Recommended Reading: Key Papers by the 2025 Nobel Laureates in Economics
| Author(s) | Citation | Contribution |
|---|---|---|
| Joel Mokyr | Mokyr, Joel. 2005. “Long-Term Economic Growth and the History of Technology.” In Handbook of Economic Growth, vol. 1, eds. Philippe Aghion & Steven Durlauf, Chapter 17, pp. 1113-1180. Amsterdam: Elsevier. | Surveys how modern economic growth arose in the West (especially post-Industrial Revolution) by connecting technological change, the growth of “useful knowledge”, and institutional/cultural shifts. |
| Joel Mokyr | Mokyr, Joel. 2005. “Useful Knowledge as an Evolving System: The View from Economic History.” In The Economy as an Evolving Complex System III: Current Perspectives and Future Directions, eds. Lawrence E. Blume & Steven N. Durlauf, pp. 309-338. Oxford: Oxford University Press. | Develops an evolutionary metaphor for how knowledge grows and accumulates over time. Emphasises that the production and diffusion of “useful knowledge” is central to sustained growth. |
| Philippe Aghion & Peter Howitt | Aghion, Philippe & Howitt, Peter. 1992. “A Model of Growth Through Creative Destruction.” Econometrica, Vol. 60, No. 2, pp. 323-351. EconPapers+2EconBiz+2 | Introduces a formal endogenous growth model in which innovations “destroy” older technologies and thereby drive economic growth — often referred to as the “creative destruction” framework. |
| Aghion, Philippe et al. | Aghion, Philippe; Bloom, Nick; Blundell, Richard; Griffith, Rachel; Howitt, Peter. 2005. “Competition and Innovation: An Inverted-U Relationship.” The Quarterly Journal of Economics, Vol. 120, No. 2, pp. 701-728. | Provides empirical and theoretical analysis of how market competition influences innovation — finding an inverted-U shape: moderate competition boosts innovation, too little or too much may hinder it. |
| Aghion, Philippe; Akçigit, Ufuk; Howitt, Peter | Aghion, Philippe; Akçigit, Ufuk; Howitt, Peter. 2013. “What Do We Learn From Schumpeterian Growth Theory?” NBER Working Paper 18824. | A survey of Schumpeterian / “creative destruction” growth theory: examines competition, firm dynamics, institutions, and technological waves — helps tie the theory to broader empirical/stylised-fact evidence. |
The collected works of Joel Mokyr, Philippe Aghion, and Peter Howitt together form a cohesive intellectual foundation for understanding how innovation sustains economic growth.
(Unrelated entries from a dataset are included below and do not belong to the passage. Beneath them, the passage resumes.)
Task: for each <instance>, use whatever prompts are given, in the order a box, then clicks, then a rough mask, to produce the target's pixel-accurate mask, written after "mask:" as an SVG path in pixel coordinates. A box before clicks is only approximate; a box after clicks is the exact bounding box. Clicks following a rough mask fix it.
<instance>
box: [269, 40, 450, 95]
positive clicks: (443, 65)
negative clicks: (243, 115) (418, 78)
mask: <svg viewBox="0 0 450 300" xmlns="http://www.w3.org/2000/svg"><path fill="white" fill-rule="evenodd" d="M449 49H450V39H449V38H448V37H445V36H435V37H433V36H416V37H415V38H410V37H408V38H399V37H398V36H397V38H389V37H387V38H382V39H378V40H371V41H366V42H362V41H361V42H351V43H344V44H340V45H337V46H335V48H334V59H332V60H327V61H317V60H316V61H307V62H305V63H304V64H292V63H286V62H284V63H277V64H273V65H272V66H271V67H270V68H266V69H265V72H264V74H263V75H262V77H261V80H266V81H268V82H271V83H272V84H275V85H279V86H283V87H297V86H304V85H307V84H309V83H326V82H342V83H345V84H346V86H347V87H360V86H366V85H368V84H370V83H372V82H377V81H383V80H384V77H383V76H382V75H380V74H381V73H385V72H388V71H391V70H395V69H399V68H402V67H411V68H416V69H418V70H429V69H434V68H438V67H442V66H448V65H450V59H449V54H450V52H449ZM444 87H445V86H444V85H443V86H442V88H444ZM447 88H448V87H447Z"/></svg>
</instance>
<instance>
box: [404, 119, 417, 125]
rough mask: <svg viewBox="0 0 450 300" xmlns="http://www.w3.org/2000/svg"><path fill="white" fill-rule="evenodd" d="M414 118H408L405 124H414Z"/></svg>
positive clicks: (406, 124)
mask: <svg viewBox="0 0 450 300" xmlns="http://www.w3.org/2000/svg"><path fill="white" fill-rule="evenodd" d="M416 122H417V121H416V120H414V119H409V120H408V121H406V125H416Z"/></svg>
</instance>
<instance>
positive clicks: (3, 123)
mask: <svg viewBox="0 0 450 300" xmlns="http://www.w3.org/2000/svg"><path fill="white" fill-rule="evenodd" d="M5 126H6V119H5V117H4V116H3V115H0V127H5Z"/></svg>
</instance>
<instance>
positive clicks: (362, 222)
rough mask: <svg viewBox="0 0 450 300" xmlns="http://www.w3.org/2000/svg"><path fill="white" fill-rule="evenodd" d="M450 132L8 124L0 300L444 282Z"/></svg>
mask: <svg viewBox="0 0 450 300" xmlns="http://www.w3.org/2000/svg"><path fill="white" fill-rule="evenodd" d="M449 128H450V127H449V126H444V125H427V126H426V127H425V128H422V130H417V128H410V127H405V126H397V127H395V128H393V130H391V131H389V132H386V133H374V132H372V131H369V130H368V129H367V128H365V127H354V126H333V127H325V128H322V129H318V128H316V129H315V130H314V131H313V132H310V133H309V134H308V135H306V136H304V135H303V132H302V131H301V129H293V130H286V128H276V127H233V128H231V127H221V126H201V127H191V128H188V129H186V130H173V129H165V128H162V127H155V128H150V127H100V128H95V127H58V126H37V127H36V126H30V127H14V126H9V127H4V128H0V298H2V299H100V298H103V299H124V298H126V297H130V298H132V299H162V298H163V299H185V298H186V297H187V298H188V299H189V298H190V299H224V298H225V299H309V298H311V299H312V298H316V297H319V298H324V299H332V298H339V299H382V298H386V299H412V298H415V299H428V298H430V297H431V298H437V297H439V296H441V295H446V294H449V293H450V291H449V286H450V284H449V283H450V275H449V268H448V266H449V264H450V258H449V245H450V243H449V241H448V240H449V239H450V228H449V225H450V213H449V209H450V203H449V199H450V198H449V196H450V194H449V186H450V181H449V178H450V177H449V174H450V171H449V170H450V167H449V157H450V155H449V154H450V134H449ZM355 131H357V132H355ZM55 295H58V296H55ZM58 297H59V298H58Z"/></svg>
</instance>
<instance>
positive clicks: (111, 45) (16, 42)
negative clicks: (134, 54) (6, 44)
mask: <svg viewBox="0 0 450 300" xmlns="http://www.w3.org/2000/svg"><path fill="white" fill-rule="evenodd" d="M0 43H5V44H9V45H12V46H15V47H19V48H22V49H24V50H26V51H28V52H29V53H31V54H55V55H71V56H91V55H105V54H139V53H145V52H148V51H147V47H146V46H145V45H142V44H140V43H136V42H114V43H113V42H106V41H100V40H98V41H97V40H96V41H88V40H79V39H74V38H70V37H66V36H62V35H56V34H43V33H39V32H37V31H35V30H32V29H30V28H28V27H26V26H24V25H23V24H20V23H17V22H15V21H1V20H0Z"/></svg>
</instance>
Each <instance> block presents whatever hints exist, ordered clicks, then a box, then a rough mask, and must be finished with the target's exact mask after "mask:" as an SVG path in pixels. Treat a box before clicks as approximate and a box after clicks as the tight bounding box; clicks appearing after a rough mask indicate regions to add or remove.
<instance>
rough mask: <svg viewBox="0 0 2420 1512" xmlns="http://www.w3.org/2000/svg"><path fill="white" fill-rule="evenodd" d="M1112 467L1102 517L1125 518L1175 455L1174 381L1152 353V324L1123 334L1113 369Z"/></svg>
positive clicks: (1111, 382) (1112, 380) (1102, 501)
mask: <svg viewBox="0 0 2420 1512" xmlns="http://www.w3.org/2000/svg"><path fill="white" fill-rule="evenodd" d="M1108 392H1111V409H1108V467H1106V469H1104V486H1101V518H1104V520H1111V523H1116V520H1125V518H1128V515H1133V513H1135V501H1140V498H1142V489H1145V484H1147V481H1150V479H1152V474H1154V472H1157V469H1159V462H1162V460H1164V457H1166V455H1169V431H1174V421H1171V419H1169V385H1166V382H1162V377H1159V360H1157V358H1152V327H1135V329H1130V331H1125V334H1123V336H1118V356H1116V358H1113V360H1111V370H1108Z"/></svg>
Mokyr’s historical and cultural analyses explain why modern growth first emerged by emphasizing the accumulation of “useful knowledge,” institutional openness, and the social values that enable invention and diffusion. Aghion and Howitt’s formal and empirical models then demonstrate how this process operates dynamically, through continual cycles of creative destruction, where new technologies replace old ones and competitive pressures drive progress. Collectively, their research history shows that growth is not automatic or purely technological; it depends on a delicate balance of culture, institutions, competition, and policy.